Well… that’s a good enough segue as any to talk about the classic Seder song, Dayenu!
Oh, that catchy medley that chronicles the transformative miracles that God performed for us between our exodus from Egypt and giving us the Temple. And every step along the way we sing, Dayenu, it would have been enough. But wait a minute…
If God had taken us out of Egypt then stopped there, would it have really been enough? Would we be the Jewish people, the Chosen ones tasked with keeping the Mitzvahs of the Torah and perfecting the world had we only left the boarders of Egypt? Would we really have what was necessary to accomplish our mission if we didn’t see justice carried out on the Egyptians for our suffering? Would we even know how, if we didn’t experience God revealed at Mt Sinai or receive the Torah? God made a covenant with Avraham, how could it have been sufficient for God not to fulfill it and not bring us into our homeland of Israel?
It’s a very puzzling notion if you think about it. So there are a few perspectives to look at in order to delve deeper into this.
15 Reasons Why
Looking at it from a more Kabbalistic understanding, you’ll notice there are 15 favors/miracles Hashem did for us in the song. Why 15? There are certainly many other miracles that happened to us during our 40 years in the wilderness. But 15 shows up in several other places throughout our traditions. There are 15 parts of the Seder, 15 morning blessings, 15 verses in the Song at the Sea, there were 15 steps in the Beis HaMikdash to ascend in holiness. And most notable the way to write 15 in Hebrew are the letters י and ה which spell an important name of God. This name of God is what is credited as the aspect of God responsible for creation. The ה represents the breath God took when he made this world (olam hazeh) and the י represents the spiritual world to come (olam habah). So there is clearly a connection between 15 and bridging the physical with the spiritual.
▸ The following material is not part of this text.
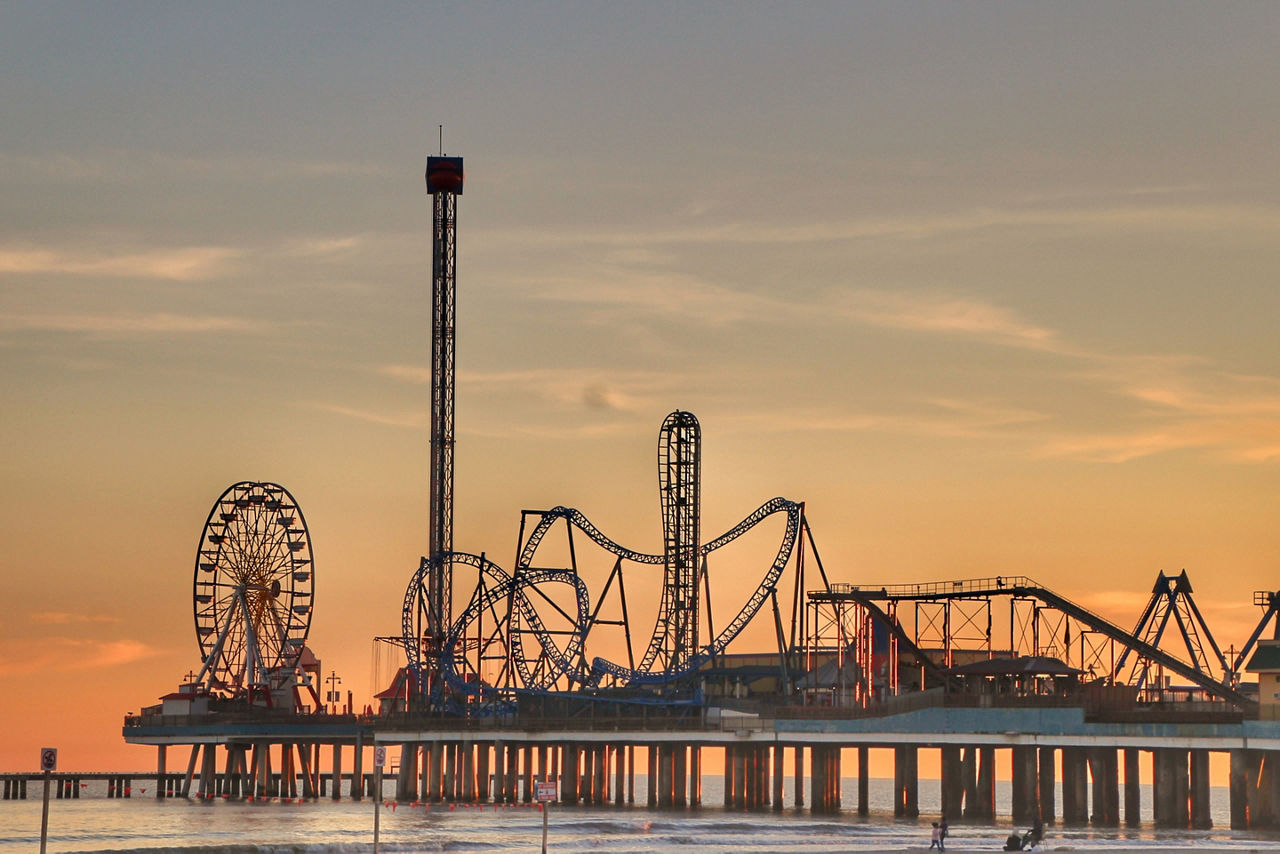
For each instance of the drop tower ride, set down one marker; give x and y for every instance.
(444, 185)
But if 15 steps is what it takes to transcend to the spiritual, we’re still left with the problem, why would the song say each intermittent step along the way would have been enough?
Enough is Enough
Meir Leibush ben Yehiel Michel Wisser, better known as the Malbim, said that the individual steps would not have been enough for us to become the Jewish people, but instead the song is referring to gratitude. A person can spend their whole life trying to achieve exalted experiences and enlightenment. Just think, how many people die trying to climb Mt. Everest. (Wikipedia lists 272 since 1922.) But experiencing anyone of these miracles listed in the song was like the peak of Everest times 10 (and I imagine experience Hashem at Mt. Sinai more like times a million).
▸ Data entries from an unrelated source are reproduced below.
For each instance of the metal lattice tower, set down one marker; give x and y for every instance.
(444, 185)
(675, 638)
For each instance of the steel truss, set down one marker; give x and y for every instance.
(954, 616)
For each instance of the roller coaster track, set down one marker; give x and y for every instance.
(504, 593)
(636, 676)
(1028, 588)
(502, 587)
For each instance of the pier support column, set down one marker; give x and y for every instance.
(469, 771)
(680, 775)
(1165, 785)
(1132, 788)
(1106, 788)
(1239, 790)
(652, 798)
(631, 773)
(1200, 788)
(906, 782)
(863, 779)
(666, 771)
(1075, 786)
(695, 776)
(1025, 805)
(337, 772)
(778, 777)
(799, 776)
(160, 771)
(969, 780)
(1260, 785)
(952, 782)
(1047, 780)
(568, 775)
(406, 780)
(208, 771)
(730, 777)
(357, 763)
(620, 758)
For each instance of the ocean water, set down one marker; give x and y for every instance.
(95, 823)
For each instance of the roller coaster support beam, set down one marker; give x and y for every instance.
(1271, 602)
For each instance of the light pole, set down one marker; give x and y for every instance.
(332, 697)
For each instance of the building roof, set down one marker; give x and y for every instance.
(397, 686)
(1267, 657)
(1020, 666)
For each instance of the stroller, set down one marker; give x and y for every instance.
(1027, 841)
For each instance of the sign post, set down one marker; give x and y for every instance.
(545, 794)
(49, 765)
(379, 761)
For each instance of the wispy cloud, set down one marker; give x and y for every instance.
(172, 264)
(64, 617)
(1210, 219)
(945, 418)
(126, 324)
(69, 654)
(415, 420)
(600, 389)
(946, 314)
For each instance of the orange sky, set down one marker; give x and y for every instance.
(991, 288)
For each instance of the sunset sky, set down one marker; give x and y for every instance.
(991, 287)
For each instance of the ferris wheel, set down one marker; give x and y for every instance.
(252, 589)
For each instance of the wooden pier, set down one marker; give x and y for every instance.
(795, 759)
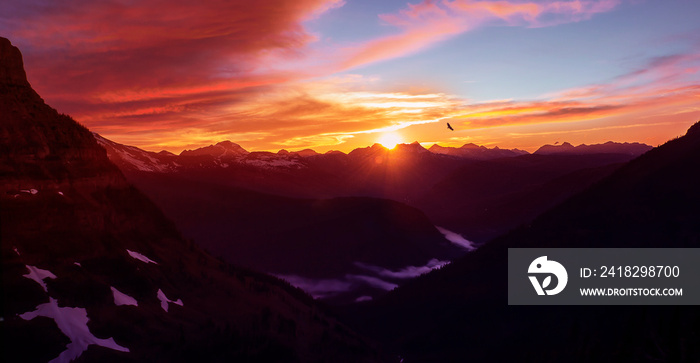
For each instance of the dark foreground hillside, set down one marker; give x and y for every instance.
(92, 269)
(460, 312)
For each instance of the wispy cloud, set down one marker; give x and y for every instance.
(406, 272)
(429, 22)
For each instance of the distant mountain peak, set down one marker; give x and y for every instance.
(694, 130)
(221, 149)
(412, 147)
(11, 65)
(474, 151)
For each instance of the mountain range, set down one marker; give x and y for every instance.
(92, 269)
(403, 251)
(344, 227)
(460, 312)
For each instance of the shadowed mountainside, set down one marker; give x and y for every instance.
(446, 315)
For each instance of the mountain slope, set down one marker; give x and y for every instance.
(91, 268)
(485, 199)
(650, 202)
(317, 239)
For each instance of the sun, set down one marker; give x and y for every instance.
(389, 140)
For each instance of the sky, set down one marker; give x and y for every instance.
(342, 74)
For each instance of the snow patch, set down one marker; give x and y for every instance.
(457, 239)
(140, 257)
(121, 298)
(73, 323)
(164, 300)
(39, 275)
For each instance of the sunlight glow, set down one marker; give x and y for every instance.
(389, 140)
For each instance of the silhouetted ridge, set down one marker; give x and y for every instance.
(68, 213)
(11, 65)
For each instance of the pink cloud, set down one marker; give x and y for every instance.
(429, 22)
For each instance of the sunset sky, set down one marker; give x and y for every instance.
(333, 74)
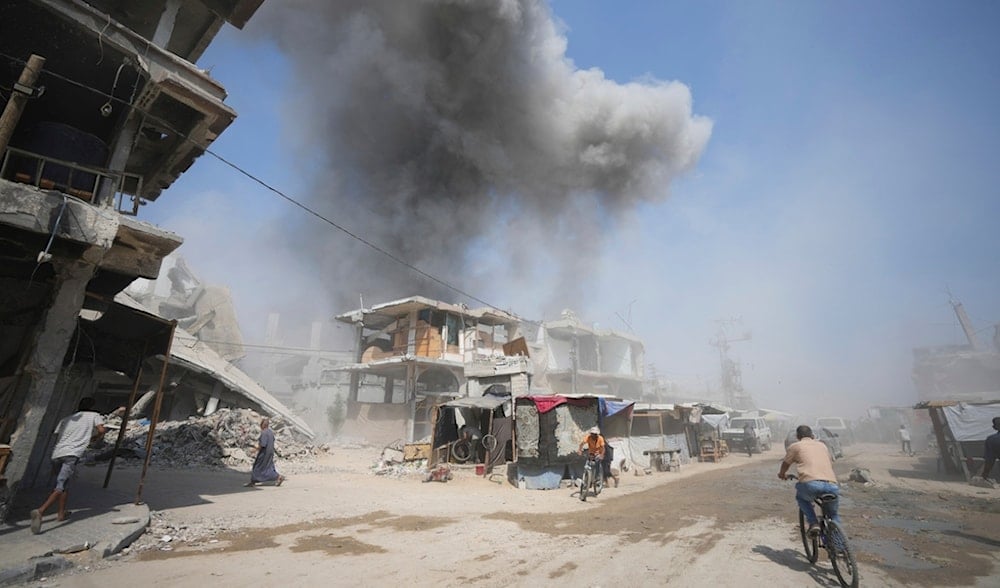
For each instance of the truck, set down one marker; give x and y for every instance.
(733, 434)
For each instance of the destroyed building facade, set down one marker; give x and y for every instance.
(412, 355)
(106, 109)
(574, 358)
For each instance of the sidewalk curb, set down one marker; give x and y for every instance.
(118, 541)
(34, 569)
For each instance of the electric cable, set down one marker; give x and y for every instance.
(270, 188)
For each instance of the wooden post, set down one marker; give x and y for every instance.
(15, 106)
(156, 414)
(128, 410)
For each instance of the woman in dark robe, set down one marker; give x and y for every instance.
(263, 464)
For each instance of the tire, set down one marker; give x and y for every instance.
(585, 484)
(598, 483)
(810, 544)
(461, 451)
(841, 556)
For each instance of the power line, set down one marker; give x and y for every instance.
(263, 183)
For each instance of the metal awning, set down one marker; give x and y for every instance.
(485, 402)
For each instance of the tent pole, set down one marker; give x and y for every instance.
(156, 414)
(128, 411)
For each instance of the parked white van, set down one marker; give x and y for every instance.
(838, 426)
To have one authentic moment of connection with Hashem is what is enough. That each singular experience alone would have been all that was necessary for their spiritual needs. But God kept the miracles coming. By remembering and recognizing the each of the steps that brought us to the end, the whole experience becomes greater than the sum of its parts. It becomes the transcendent 15. So obviously if God had stopped at any particular step before the end, the Jewish people would likely have become lost. It is often said, “It’s not about the destination, it’s about the journey.” Too often we’re more focused on results than on the steps that brought us there. But to truly transcend, it is essential that we reflect and cherish each kindness as if that was all we needed.
House of Choice
The last thing I’ll point out is the final stanza of Dayenu reads, “If God had brought us into the Land of Israel but not built the Holy Temple… Dayenu.” If you look at the Hebrew, it refers to the Temple as the Beis HaBechira opposed to the Beis HaMikdash. Mikdash means sanctuary and is more commonly how we refer to the Temple while Bechira means choice. On the surface level, referring to the Temple as the Beis HaBechira simple means that there will be a location that God will choose to place his House of Worship (because the Jews don’t get the Temple until after the Torah concludes).
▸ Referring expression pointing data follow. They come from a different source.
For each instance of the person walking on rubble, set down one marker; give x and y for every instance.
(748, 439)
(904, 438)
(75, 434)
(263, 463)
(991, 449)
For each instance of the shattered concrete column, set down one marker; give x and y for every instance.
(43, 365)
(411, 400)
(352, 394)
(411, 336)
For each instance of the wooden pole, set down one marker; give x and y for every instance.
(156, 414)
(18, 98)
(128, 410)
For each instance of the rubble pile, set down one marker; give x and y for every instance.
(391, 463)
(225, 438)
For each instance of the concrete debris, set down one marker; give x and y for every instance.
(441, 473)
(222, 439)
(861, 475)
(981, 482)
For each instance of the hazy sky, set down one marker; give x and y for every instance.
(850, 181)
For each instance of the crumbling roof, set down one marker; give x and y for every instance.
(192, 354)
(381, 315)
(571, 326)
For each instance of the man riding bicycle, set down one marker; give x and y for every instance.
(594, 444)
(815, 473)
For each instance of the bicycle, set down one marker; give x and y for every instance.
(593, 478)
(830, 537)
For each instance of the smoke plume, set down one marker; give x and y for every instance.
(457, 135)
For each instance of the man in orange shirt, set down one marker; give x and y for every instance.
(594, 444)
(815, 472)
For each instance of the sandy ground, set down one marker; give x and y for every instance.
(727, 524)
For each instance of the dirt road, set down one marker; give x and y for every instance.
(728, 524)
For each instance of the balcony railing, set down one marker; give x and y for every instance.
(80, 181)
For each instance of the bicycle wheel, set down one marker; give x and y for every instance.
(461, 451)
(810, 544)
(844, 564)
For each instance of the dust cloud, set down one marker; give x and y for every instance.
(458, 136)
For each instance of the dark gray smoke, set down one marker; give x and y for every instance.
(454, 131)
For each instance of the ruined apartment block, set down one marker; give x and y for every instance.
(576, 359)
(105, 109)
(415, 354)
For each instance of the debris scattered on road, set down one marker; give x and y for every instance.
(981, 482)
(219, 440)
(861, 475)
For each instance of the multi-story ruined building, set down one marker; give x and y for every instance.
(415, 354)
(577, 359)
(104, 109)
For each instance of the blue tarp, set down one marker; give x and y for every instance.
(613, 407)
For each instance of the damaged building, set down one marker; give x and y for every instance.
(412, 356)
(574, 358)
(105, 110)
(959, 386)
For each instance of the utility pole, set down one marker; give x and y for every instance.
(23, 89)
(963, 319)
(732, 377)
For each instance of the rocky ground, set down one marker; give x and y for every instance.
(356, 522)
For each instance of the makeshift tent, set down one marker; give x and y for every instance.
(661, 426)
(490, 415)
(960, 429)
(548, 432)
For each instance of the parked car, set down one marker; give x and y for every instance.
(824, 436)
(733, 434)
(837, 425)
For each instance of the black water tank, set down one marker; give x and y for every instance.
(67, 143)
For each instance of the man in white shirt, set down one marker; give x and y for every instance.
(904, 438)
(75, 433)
But another way of looking at it (this is my own insight so take it with a grain of salt), is that Bechira is also the Hebrew word for free will. Many of us who are growing in our of levels observance have the perspective, “Okay I’m here. I’m going to Torah classes and I’ve stopped eating pork. But I’m probably not going to do that whole shatnez thing and I’m certainly never jumping into a mikveh.” Almost as if to say, “Where I’m at is good, I think this is enough.” And so, though we’ve reached new and exciting levels of spirituality, we have no plans to go all the way. So Dayenu comes along to tell us, fine you can say where you are at is enough. But should you want to get to true closeness with Hashem, real exalted levels, the Beis HaMikdash level, that is there if you so choose it. But do not forget the miracles that brought you to where you are.